Zinc-rich, moisture-cured urethane primers have dominated the water industry during the past 20 years. The primary salable attribute of these primers has been the promise of longer service life due to the addition of a "sacrificial layer" of coating in the form of a zinc-rich primer. While these primers continue to perform admirably, the real reason they have gained purchasing support from the contractor community lies in their user-friendly application properties. Zinc-rich primers dry quickly, are applied in a thin film and offer an extended recoat window — all attributes that have been difficult for epoxy technology to match.
Throughout the reign of zinc-rich primers, however, many owners have stayed with epoxy primers out of a safety concern about using heavy-metal-containing products on projects that involve drinking water — and they're paying nearly double the price per gallon to do so. When comparing evaluations of assets coated with zinc-rich primers versus epoxy primers, there is a lack of noticeable difference in performance.

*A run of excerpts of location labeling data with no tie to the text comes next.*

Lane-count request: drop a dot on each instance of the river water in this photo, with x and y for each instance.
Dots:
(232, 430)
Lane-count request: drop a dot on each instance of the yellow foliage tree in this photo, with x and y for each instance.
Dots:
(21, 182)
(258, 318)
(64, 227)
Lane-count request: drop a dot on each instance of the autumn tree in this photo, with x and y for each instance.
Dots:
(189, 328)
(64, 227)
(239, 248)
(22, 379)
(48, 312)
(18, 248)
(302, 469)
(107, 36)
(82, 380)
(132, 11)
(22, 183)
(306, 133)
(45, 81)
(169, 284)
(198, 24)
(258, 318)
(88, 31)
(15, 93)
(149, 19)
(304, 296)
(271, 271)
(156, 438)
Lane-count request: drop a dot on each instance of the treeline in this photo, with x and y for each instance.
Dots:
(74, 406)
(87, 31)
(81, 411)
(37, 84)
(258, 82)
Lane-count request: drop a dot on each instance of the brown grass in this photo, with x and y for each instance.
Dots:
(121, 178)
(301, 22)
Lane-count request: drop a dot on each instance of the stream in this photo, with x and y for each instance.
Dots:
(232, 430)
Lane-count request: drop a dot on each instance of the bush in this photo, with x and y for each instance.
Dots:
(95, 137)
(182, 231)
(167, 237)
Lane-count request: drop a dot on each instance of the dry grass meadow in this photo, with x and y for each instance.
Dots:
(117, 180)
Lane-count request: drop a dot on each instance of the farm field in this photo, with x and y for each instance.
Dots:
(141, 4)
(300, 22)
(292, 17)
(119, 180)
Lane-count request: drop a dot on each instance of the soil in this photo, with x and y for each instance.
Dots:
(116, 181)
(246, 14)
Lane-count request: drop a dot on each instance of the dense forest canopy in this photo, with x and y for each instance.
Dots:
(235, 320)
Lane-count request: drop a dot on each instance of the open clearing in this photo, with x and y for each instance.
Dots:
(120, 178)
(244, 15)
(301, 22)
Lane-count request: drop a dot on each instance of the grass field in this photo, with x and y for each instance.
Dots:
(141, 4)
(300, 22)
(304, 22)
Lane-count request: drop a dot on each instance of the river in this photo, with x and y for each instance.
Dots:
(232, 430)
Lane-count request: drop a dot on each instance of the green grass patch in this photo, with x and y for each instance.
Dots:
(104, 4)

If the top coats applied to either primer are performing well, then properly applied primer need only guard against one mechanism of failure: undercutting corrosion where breaks in the film occur. While zinc-rich primers are billed as well-suited for this protection due to their sacrificial nature, the value of this particular attribute should be more carefully considered. Would a layer of disappearing, sacrificial primer truly retard undercutting corrosion? If the corrosion cell remains active, does changing the source of its electrons to the coating itself help the coating system stay intact?
Induron asserts that ceramic epoxy has always offered the best defense against undercutting corrosion. The addition of precisely engineered blends of ceramic beads to the epoxy results in a film that has greater adhesion to the substrate than cohesion to itself. By contrast, traditional epoxies with film cohesion greater than substrate adhesion will undercut and expose additional substrate. Tipping this scale stops undercutting corrosion in its tracks. While this performance advantage has been understood for decades, ceramic epoxy has never been used as an alternative to zinc in the production of a thin-film primer — until the recent introduction of Induron's Ceramaprime.
With Ceramaprime, Induron has distilled the performance of thick-film ceramic epoxy liners into a thin-film primer. The new product boasts a 45-minute time-to-recoat, a one-year maximum recoat window and low moisture vapor permeability. This NSF-approved product mitigates undercutting corrosion, offers over four hours of pot life, cures hard enough for fabricators to stack steel plate in only seven hours and can be easily applied with standard airless spray equipment to both atmospheric and immersion exposure substrates. Ceramaprime also eliminates exposure to reactive metals and isocyanates.
Induron is currently working with specifying engineers to update their specifications to ceramic epoxy primer. As new epoxy technology like Ceramaprime continues to evolve, many more asset owners, contractors, OEMs and specifying engineers are sure to rethink zinc to help cut costs and control corrosion.